I looked at the homebrew pair of 4D32 rf deck over the holidays,
and since there was room on the deck, and I had a socket and
plenty of 4D32's, I installed a 3rd one.

It worked out very well, I now get 300 watts of carrier and
1200 watts pep out, running the rf deck and modulator
at 1250 volts.
The power supply is good for the power, but a separate
power supply for the modulator would be nice, and increase
the peak power through better regulation.

I also ran the pair of 813's, and had some odd stuff
going on, peak power was down, power cord got warm, 
15 amp ckt breaker would blow after an old buzzard,
and I found the shunt on the plate voltage meter on 
the power supply was off and reading about 700 volts low,
so I was running the 813's at 350ma and about 2800
volts, I think the meter reads more off the higher
the voltage, and an indicated 2000 volts is something
like 3000 volts!
No wonder the power cord got warm!

I got to fix the meter on the power supply, but
look at the volt meter on the RF deck for now.

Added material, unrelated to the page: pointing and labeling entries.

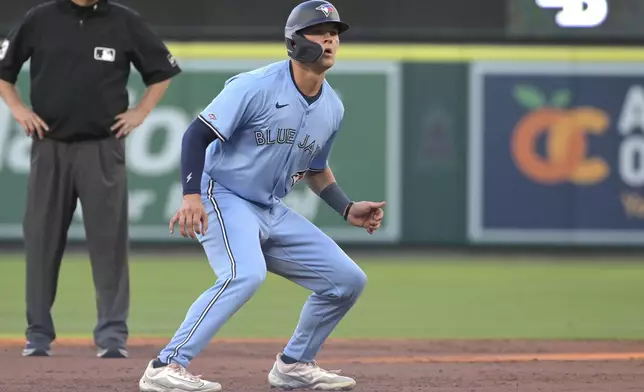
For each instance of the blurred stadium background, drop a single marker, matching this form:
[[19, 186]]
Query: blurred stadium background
[[508, 148]]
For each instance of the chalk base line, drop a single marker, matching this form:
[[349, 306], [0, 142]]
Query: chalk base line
[[437, 358]]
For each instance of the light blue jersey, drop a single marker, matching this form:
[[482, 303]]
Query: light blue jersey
[[269, 134]]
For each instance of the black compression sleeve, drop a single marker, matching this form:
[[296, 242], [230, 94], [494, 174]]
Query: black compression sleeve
[[193, 155]]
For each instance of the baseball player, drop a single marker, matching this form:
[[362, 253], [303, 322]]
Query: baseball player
[[268, 129]]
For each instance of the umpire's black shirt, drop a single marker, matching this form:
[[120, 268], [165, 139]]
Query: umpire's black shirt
[[80, 60]]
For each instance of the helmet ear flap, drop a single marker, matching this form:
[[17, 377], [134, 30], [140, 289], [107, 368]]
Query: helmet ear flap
[[301, 49]]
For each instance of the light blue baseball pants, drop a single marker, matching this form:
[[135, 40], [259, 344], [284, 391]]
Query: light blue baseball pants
[[244, 241]]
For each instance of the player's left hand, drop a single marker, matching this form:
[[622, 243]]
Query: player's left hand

I also tried out the push pull parallel 100TH mod deck,
which happens to be a perfect match to the mod iron
at 2250 volts, 10,400 ohms.
It took more driving power then the 4x150a mod deck
but sounded good....

With 4 100TH plates behind glass glowing orange, I
get radiant heat for the shack!

I have been looking at balanced antenna tuners, I think
I need to build a big one, somehow making a huge coil
out of copper tubing.

The design in the ARRL handbook uses one B+W 
3 inch coil stock with 2 tapped link coils switched
in series or parallel, with tuning cap, and
the output coils are tapped for each band.
I don't want to have to move jumpers and so on,
so I like that design, but a 3 inch coil of 
number 14 is good for 250 watts of AM carrier per the 
book!

How to make a nice coil of the size needed?